On a problem of Mahler and Szekeres on approximation by roots of integers (Q1001953)

Let \(\alpha\) be a real number greater than \(1\), and define \(\Lambda(\alpha)\) to be the set of limit points of the sequence \(\|\alpha^n\|^{1/n}\), \(n=1,2,3,\dots\) where \(\| x\| \) denotes the distance from \(x\) to the nearest \(z\in\mathbb Z\). In this paper, various results about \(\Lambda(\alpha)\) are proved. When \(\alpha\) is algebraic, \(\Lambda(\alpha)\) is completely characterized (Theorem 1). It consists of at most two points.

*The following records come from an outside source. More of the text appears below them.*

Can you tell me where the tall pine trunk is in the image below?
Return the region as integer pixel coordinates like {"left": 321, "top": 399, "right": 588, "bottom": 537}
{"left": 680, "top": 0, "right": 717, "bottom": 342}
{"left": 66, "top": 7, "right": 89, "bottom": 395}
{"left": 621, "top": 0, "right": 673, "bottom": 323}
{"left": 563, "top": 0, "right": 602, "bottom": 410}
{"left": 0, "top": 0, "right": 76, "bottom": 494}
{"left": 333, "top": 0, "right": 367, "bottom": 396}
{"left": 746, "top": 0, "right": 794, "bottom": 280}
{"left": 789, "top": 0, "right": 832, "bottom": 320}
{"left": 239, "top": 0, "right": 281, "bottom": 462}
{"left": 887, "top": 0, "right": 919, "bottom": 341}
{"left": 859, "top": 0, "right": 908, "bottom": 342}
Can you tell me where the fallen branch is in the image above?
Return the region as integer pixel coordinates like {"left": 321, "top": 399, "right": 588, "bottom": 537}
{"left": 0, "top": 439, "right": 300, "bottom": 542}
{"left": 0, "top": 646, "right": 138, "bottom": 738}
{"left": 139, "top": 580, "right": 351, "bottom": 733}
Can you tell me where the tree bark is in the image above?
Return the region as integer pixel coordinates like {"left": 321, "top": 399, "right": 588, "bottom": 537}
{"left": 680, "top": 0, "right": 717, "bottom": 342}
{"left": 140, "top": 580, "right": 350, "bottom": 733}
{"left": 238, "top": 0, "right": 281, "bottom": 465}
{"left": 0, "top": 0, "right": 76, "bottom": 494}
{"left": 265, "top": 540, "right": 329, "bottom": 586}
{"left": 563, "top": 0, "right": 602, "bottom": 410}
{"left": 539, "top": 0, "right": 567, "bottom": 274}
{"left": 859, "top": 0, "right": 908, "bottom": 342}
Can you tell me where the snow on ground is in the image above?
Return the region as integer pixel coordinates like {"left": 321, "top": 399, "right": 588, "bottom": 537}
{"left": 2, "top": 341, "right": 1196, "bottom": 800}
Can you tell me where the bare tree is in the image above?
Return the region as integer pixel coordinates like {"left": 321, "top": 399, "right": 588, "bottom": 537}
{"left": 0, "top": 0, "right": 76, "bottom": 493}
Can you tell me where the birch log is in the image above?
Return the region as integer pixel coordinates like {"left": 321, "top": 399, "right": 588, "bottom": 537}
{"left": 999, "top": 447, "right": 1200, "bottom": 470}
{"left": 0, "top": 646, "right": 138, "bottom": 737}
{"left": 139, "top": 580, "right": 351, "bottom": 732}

On the other hand, uncountably many values of \(\alpha\) are found for which \(\Lambda(\alpha)\) is the whole interval \([0,1]\) (Theorem 2). It is also shown that the set of \(\alpha>1\) for which \(\Lambda(\alpha)\) contains \(0\) has Hausdorff dimension \(0\) (Theorem 3). Among other results, it is shown that for any \(\tau>1\) and interval \((a,b)\subset (1,\infty)\) the set \(\{\alpha\in (a,b):\|\alpha^n\|\leq n^{-\tau}\) for infinitely many positive integers \(n\}\) has Lebesgue measure \(0\) and Hausdorff dimension 1 (Theorem 6). Some open questions are discussed at the end of the paper.